DR. NO has the every obligatory element of the Bond formula (action, exotic women, locations, villains) and it is as entertaining as an average Bond film, but something is missing. First of all, film lacks spectacle usually associated with the Bond classics. Jamaican locations and characters seem somewhat too real, too ordinary and many viewers, unaccustomed to Bond, would mistake this film for a conventional spy thriller. Realistic tone of the movie is also underlined with the use of local calypso music (which is also a nice opportunity to hear Jamaican sounds before that island became famous for its reggae.) Realism is here partly due to a limited budget (legendary Pinewood studios were used only for the last scenes of the film, with the sets rather lame compared to the latter Bond adventures), and partly due to Fleming being able to influence the film more than in all latter films. As a result, even the Bond character is closer to original Fleming's vision - he is cynical and scruples when it comes to achieving his goals. Contemporary moralists (including Vatican, which issued official communique condemning the film) were outraged with the scenes like Bond shooting helpless enemy in cold blood or Bond having sex with a female enemy agents before turning her to authorities. On the other hand, DR. NO is more realistic than other Bond films because here 007 lacks his usual spy gadgets and must rely solely on his wits in order to survive. And the realism also works the other way around - Bond is perhaps meaner than in other films, but he also gets his comeuppance by having been tortured, beaten and humiliated more than usual.
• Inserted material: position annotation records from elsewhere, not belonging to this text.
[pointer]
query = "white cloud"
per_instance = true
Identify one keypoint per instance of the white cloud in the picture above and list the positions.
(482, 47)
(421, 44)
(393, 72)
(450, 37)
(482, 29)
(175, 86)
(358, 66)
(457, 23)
Sean Connery was, of course, splendid in the role that clinched his career. His Bond is a classic Bond - stone-cold deadly killer, intelligent yet witty and loveable, able to bring every woman to his bed. First time we hear those immortal words "Bond, James Bond" we hear the very same confident voice that would be a trademark of this character for decades to come. Connery's charm is unstoppable; because of it, we are able to enjoy his presence and take for granted lines that would otherwise sound ridiculous and trashy. And the script by Richard Maibaum, Johanna Harwood and Berkley Maher was very suitable for Connery to show his acting abilities; non-Superman Bond in DR.NO even has some opportunity to express fear, panic and repulsion, something we don't see very often in the latter incarnations of his characters.

The other two obligatory characters - Bond's partner and Bond's chief opponent - weren't that lucky. Many say that Ursulla Andress, Swiss actress who had the honour of being the very first Bond girl, actually happens to be the best from the bunch. It is truth that the scene of bikini-clad Honey Ryder coming out of sea really belongs among classic Bond scenes. It is also truth that Ursulla Andress one of the shinier careers among all the Bond girls. But her character is ruined by the weak script and the writers not able to decide whether to treat her as a tough woman and equal partner to Bond, or just an ordinary damsel in distress. Joseph Wiseman as enigmatic Dr. No is also very good, but the script left too many plot holes concerning his intentions and didn't really explain some of his actions. The other characterisations are even worse - for example, Quarrel as Bond's sidekick has a role that borders parody and even some racial stereotyping. PC police of today probably wouldn't appreciate the fact that the all the villains, except one, happen to be dark-skinned or Asians.

DR. NO, seen by itself, is a still entertaining, but rather inferior Bond film. However, since it was the first in the series, it established the character of Bond, his trademarks, recognisable musical theme by John Barry and Monty Norman, and even some of the regular side characters (M, Miss Moneypenny). All that makes it essential for all those who want to be introduced to the series and all those who are already fans of Bond films.